Corporate Tax

Ginsberg added that "much of the income" subject to the preferential rate on investments has already been taxed at rates of up to 35 percent in the corporations in which they were earned.

Romney's return indicates that he carried forward $4.8 million in capital losses from previous years, an indication that he didn't report positive capital gains on his 2009 return. The campaign didn't release returns from before 2010.

"It's an extensive disclosure and we feel it satisfies" the requests for Romney to release his returns, Ginsberg told reporters today.

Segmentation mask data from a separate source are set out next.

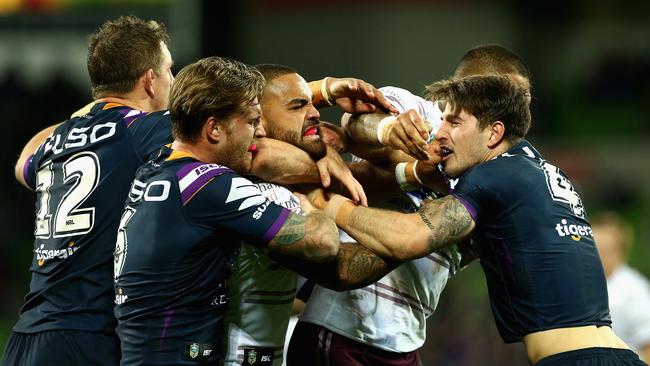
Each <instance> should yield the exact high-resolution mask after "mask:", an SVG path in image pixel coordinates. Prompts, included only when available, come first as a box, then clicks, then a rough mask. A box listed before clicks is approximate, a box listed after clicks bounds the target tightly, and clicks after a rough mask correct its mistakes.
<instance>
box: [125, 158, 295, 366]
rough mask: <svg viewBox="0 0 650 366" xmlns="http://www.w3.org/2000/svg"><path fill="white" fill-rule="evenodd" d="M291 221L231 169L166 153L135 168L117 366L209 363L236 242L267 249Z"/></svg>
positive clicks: (266, 199) (231, 262) (219, 318)
mask: <svg viewBox="0 0 650 366" xmlns="http://www.w3.org/2000/svg"><path fill="white" fill-rule="evenodd" d="M289 213H290V211H289V210H287V209H285V208H282V207H281V206H278V205H276V204H274V203H272V202H271V201H269V200H267V199H266V198H264V196H262V194H261V192H260V190H259V188H258V187H257V186H256V185H255V184H253V183H252V182H250V181H249V180H248V179H246V178H243V177H241V176H239V175H237V174H236V173H235V172H234V171H232V170H230V169H229V168H227V167H225V166H221V165H217V164H206V163H202V162H199V161H197V160H196V159H194V158H192V157H191V156H189V155H187V154H185V153H181V152H177V151H172V150H171V149H169V148H167V147H165V148H163V149H162V150H161V152H160V155H159V156H158V157H156V158H155V159H154V160H152V161H150V162H149V163H147V164H146V165H144V166H142V167H141V168H140V169H139V170H138V173H137V174H136V178H135V180H134V182H133V185H132V188H131V191H130V193H129V198H128V200H127V204H126V208H125V211H124V214H123V216H122V220H121V224H120V229H119V233H118V240H117V244H116V249H115V302H116V304H117V305H116V307H115V315H116V317H117V319H118V327H117V333H118V335H119V337H120V340H121V346H122V364H124V365H132V364H146V365H162V364H170V365H178V364H183V363H192V362H203V363H211V362H216V360H218V359H219V357H220V356H221V353H222V351H221V349H222V343H223V337H224V329H223V314H224V311H225V307H226V303H227V301H228V299H227V296H226V290H227V289H226V288H225V282H226V280H227V279H228V277H229V276H230V274H231V271H232V266H233V263H234V262H233V260H234V256H235V254H237V252H238V250H239V247H240V243H241V241H242V240H245V241H246V242H248V243H253V244H257V245H265V244H267V243H268V242H269V241H270V240H271V239H272V238H273V237H274V236H275V234H276V233H277V232H278V230H279V229H280V228H281V227H282V225H283V224H284V222H285V221H286V219H287V217H288V216H289Z"/></svg>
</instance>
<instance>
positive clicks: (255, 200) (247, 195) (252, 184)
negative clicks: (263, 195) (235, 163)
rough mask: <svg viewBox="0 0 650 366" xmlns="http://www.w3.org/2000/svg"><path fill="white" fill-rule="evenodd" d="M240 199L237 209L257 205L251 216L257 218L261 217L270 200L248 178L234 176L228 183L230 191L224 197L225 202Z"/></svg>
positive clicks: (266, 207)
mask: <svg viewBox="0 0 650 366" xmlns="http://www.w3.org/2000/svg"><path fill="white" fill-rule="evenodd" d="M234 201H242V202H241V204H240V205H239V207H237V211H242V210H245V209H247V208H249V207H252V206H258V207H257V210H255V212H254V213H253V218H254V219H255V220H259V218H260V217H262V214H263V213H264V211H266V208H267V207H269V205H270V204H271V201H268V200H267V199H266V198H265V197H264V196H262V193H261V192H260V189H259V188H258V187H257V186H256V185H255V184H254V183H253V182H251V181H250V180H248V179H246V178H242V177H235V178H233V179H232V181H231V183H230V192H228V197H227V198H226V203H230V202H234Z"/></svg>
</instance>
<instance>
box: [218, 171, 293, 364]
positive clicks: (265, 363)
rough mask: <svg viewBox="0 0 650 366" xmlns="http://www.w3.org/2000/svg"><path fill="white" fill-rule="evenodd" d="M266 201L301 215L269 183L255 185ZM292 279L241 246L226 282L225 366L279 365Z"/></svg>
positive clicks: (261, 251)
mask: <svg viewBox="0 0 650 366" xmlns="http://www.w3.org/2000/svg"><path fill="white" fill-rule="evenodd" d="M256 185H257V187H258V188H259V189H260V191H261V192H262V195H263V196H264V197H266V198H267V199H268V200H270V201H273V202H274V203H276V204H278V205H280V206H282V207H284V208H286V209H289V210H291V211H292V212H294V213H297V214H302V210H301V209H300V200H298V197H296V196H295V195H294V194H293V193H291V191H289V190H288V189H286V188H284V187H282V186H278V185H276V184H273V183H264V182H258V183H256ZM297 278H298V275H297V274H296V273H295V272H293V271H291V270H289V269H287V268H285V267H284V266H282V265H280V264H278V263H277V262H275V261H274V260H273V259H271V258H270V257H268V256H267V255H266V254H264V253H263V252H262V251H261V250H260V249H258V248H256V247H254V246H252V245H249V244H243V245H242V248H241V251H240V253H239V255H238V256H237V259H236V260H235V270H234V272H233V274H232V276H231V277H230V279H229V280H228V299H229V302H228V306H227V310H226V317H225V319H226V334H227V335H226V339H225V340H226V346H225V351H224V352H225V357H224V364H225V365H242V364H243V365H260V366H265V365H281V364H282V360H283V347H284V340H285V334H286V331H287V326H288V324H289V317H290V315H291V306H292V304H293V298H294V295H295V294H296V285H297Z"/></svg>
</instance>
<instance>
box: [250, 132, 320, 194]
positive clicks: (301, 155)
mask: <svg viewBox="0 0 650 366" xmlns="http://www.w3.org/2000/svg"><path fill="white" fill-rule="evenodd" d="M257 150H258V152H257V154H256V155H255V157H254V158H253V165H252V168H251V172H252V173H253V175H255V176H256V177H259V178H261V179H263V180H266V181H269V182H274V183H278V184H297V183H320V174H319V172H318V168H317V167H316V163H315V162H314V161H313V160H312V158H311V157H310V156H309V154H307V153H306V152H305V151H304V150H302V149H300V148H297V147H295V146H293V145H291V144H288V143H286V142H283V141H279V140H275V139H270V138H262V139H260V140H259V141H258V143H257Z"/></svg>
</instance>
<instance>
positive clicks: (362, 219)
mask: <svg viewBox="0 0 650 366" xmlns="http://www.w3.org/2000/svg"><path fill="white" fill-rule="evenodd" d="M311 199H313V201H314V203H315V206H317V207H319V208H324V210H325V212H326V214H327V215H328V216H329V217H331V218H334V219H335V221H336V224H337V225H338V226H339V227H340V228H341V229H343V230H345V232H347V233H348V234H349V235H350V236H352V237H353V238H354V239H355V240H357V241H358V242H359V244H361V245H363V246H365V247H367V248H368V249H370V250H372V251H373V252H375V253H377V254H378V255H379V256H381V257H383V258H387V259H391V260H397V261H405V260H409V259H414V258H419V257H423V256H425V255H427V254H429V253H431V252H432V251H434V250H436V249H439V248H441V247H444V246H445V245H448V244H452V243H456V242H459V241H461V240H463V239H465V238H467V237H469V235H470V234H471V232H472V231H473V230H474V228H475V226H476V225H475V223H474V220H472V217H471V216H470V214H469V212H467V209H466V208H465V206H463V205H462V204H461V203H460V201H458V200H457V199H456V198H454V197H453V196H445V197H443V198H440V199H435V200H431V201H428V202H427V203H425V204H424V205H423V206H422V207H421V208H420V209H419V210H418V211H417V212H416V213H413V214H403V213H399V212H394V211H388V210H381V209H375V208H367V207H360V206H355V205H353V204H352V203H351V202H350V201H348V200H346V199H345V198H343V197H341V196H339V195H331V196H330V198H329V200H328V201H325V200H323V199H318V198H317V197H316V196H314V195H312V196H311Z"/></svg>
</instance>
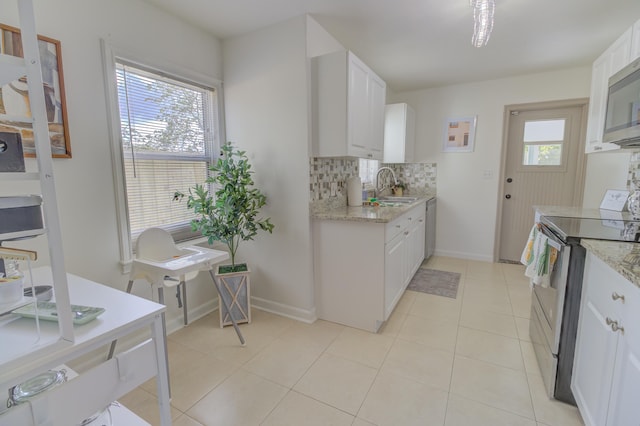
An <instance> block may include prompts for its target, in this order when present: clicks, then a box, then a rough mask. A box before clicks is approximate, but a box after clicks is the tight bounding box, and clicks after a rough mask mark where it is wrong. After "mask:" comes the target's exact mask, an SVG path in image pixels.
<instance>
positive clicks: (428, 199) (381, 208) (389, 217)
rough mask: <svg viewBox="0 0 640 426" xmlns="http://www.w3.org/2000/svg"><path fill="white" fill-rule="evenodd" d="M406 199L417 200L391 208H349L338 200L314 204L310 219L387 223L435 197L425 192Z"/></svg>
mask: <svg viewBox="0 0 640 426" xmlns="http://www.w3.org/2000/svg"><path fill="white" fill-rule="evenodd" d="M405 196H406V197H416V198H417V200H416V201H414V202H413V203H410V204H402V205H398V206H393V207H387V206H378V207H373V206H357V207H349V206H347V205H346V199H344V198H343V199H341V200H340V199H339V200H337V203H334V204H331V203H315V204H314V205H312V207H311V208H310V214H311V218H312V219H320V220H345V221H354V222H376V223H387V222H391V221H392V220H394V219H395V218H397V217H399V216H400V215H402V214H403V213H405V212H407V211H409V210H411V209H412V208H414V207H415V206H417V205H419V204H420V203H424V202H426V201H428V200H430V199H431V198H434V197H435V196H436V193H435V191H425V192H421V193H420V194H416V193H412V194H405Z"/></svg>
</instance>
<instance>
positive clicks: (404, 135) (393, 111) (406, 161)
mask: <svg viewBox="0 0 640 426" xmlns="http://www.w3.org/2000/svg"><path fill="white" fill-rule="evenodd" d="M384 113H385V119H384V162H385V163H411V162H413V151H414V146H415V135H416V131H415V127H416V113H415V111H414V109H413V108H411V106H410V105H407V104H405V103H398V104H389V105H387V106H385V111H384Z"/></svg>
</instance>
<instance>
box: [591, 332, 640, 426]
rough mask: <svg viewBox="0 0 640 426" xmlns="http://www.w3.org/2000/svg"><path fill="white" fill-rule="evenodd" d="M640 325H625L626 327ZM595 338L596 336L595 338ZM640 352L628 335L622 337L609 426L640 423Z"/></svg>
mask: <svg viewBox="0 0 640 426" xmlns="http://www.w3.org/2000/svg"><path fill="white" fill-rule="evenodd" d="M633 326H636V327H638V326H639V324H638V323H635V324H630V323H625V324H624V327H625V328H627V327H633ZM594 338H595V336H594ZM639 396H640V352H638V351H637V348H634V345H633V344H632V342H631V339H629V338H628V336H626V335H621V336H620V338H619V343H618V356H617V359H616V369H615V373H614V377H613V387H612V391H611V403H610V405H609V416H608V419H607V423H606V424H607V425H610V426H618V425H637V424H638V423H639V422H640V403H639V401H638V397H639Z"/></svg>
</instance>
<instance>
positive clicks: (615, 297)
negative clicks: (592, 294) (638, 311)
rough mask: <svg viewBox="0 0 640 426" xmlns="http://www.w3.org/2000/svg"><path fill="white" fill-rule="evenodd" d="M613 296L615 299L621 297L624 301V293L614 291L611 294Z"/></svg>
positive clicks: (623, 300)
mask: <svg viewBox="0 0 640 426" xmlns="http://www.w3.org/2000/svg"><path fill="white" fill-rule="evenodd" d="M611 298H612V299H613V300H618V299H620V301H621V302H622V303H624V294H618V293H616V292H615V291H614V292H613V293H612V294H611Z"/></svg>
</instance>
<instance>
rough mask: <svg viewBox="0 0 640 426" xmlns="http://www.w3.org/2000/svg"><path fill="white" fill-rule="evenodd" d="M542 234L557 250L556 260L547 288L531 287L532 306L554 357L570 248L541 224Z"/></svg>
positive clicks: (565, 282)
mask: <svg viewBox="0 0 640 426" xmlns="http://www.w3.org/2000/svg"><path fill="white" fill-rule="evenodd" d="M540 226H541V229H542V232H543V234H544V235H545V236H546V237H547V238H549V244H551V245H552V246H553V247H555V248H556V249H557V250H558V258H557V259H556V263H555V265H554V266H553V270H552V271H551V275H550V284H549V287H542V286H539V285H535V286H533V296H532V304H534V306H535V305H537V306H535V308H536V311H537V312H538V316H539V320H540V323H541V324H540V328H541V331H542V333H543V334H544V336H545V338H546V340H547V343H548V345H549V348H551V352H552V353H553V354H554V355H557V354H558V347H559V343H560V329H561V325H562V310H563V306H564V297H565V292H566V288H567V277H568V275H569V257H570V256H571V246H570V245H568V244H566V243H564V242H562V240H560V239H559V238H558V237H557V236H556V235H555V234H553V232H551V231H550V230H549V229H548V228H547V227H545V226H544V224H541V225H540Z"/></svg>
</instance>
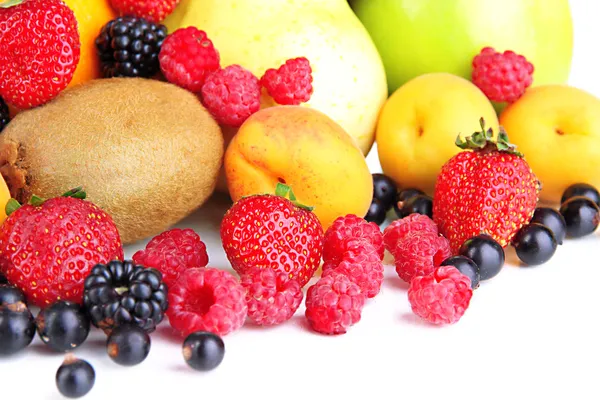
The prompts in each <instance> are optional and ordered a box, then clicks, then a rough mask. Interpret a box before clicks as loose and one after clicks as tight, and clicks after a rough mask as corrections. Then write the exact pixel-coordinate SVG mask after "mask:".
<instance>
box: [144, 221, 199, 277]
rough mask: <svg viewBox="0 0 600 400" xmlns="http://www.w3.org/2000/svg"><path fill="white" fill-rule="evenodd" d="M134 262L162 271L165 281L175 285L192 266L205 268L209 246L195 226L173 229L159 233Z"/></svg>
mask: <svg viewBox="0 0 600 400" xmlns="http://www.w3.org/2000/svg"><path fill="white" fill-rule="evenodd" d="M133 262H135V263H136V264H140V265H143V266H145V267H149V268H155V269H157V270H159V271H160V272H161V273H162V275H163V281H164V282H165V283H166V284H167V286H169V287H171V286H172V285H174V284H175V282H177V280H178V279H179V276H180V275H181V274H182V273H183V272H184V271H185V270H187V269H189V268H199V267H200V268H201V267H205V266H206V265H207V264H208V254H206V245H205V244H204V243H203V242H202V240H200V236H198V234H197V233H196V232H194V231H193V230H191V229H171V230H170V231H166V232H163V233H161V234H160V235H158V236H155V237H154V238H153V239H152V240H150V242H149V243H148V244H147V245H146V248H145V249H144V250H139V251H137V252H136V253H135V254H134V255H133Z"/></svg>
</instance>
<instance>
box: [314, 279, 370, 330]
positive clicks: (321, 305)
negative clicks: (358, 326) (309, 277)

Seth McKee, a political science professor at the University of South Florida in Tampa, said the campaign's handling of the tax-return issue was a "terrible blunder" that may draw unwanted attention to the candidate's wealth.

Buffett Blames Congress

"You created the problem yourself," he said. "Once it's out there, it won't be as big an issue. We'll move onto something else."

Billionaire investor Warren Buffett, who is calling for raising taxes on high-income Americans, said he blames Congress, not Romney, for the governor's tax rate.

"It's the wrong policy to have," Buffett told Bloomberg Television's Betty Liu in an interview yesterday. "He's not going to pay more than the law requires, and I don't fault him for that in the least. But I do fault a law that allows him and me earning enormous sums to pay overall federal taxes at a rate that's about half what the average person in my office pays."

In 2008, according to IRS statistics, fewer than 15 percent of taxpayers earning more than $200,000 had effective tax rates of less than 15 percent.

Romney, who lost the South Carolina primary Jan. 21, is competing in the Jan. 31 contest in Florida against his main rival, former House Speaker Newt Gingrich.